Shares of the second-largest US lender fell nearly 3 per cent in premarket trading on Friday after it posted net income of $3.1 billion, or 35 cents a share, for the three months ended Dec.31. That compares with $7.1 billion, or 85 cents a share, a year earlier. Excluding two charges related to replenishing a fund for bank failures and phasing out an interest rate benchmark used in some commercial loan contracts, the bank reported a profit of 70 cents, slightly above LSEG estimates of 68 cents.

BofA managed to offset some declines with strong gains in trading and investment banking.

Trading revenue rose 1 per cent to $3.8 billion in the fourth quarter, driven by a 12 per cent jump in revenue from equities, while a pickup in dealmaking in the fourth quarter pushed up investment banking fees 7 per cent to $1.1 billion.

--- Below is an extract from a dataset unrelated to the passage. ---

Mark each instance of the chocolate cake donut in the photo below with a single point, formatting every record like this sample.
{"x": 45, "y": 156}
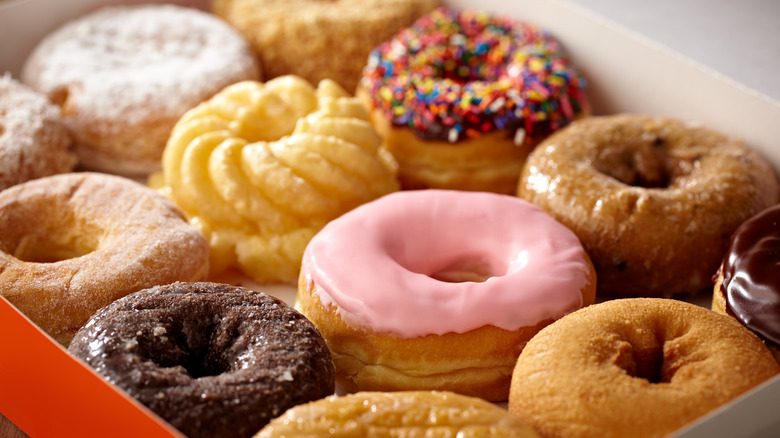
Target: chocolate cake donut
{"x": 211, "y": 359}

The bank’s net interest income (NII) - the difference between what banks earn from loans and pay to depositors - fell 5% to $13.9 billion after a windfall year in 2023.

BofA expects NII to dip to a trough in the first half of this year and grow in the second half, CEO Brian Moynihan told investors last month, as lower rates push down the interest income that banks make off loans.

Loans are expected to grow at low to mid-single-digit percentage in 2024, after expanding nearly 0.8 per cent in the fourth quarter.

BofA took a pre-tax charge of $2.1 billion in the fourth quarter to pay a “special assessment” fee to replenish a Federal Deposit Insurance Corporation (FDIC) fund that was drained by $16 billion to cover depositors of two banks that collapsed in 2023.

The bank also took a charge of about $1.6 billion in the fourth quarter as it phases out a Bloomberg interest rate benchmark used in some commercial loan contracts.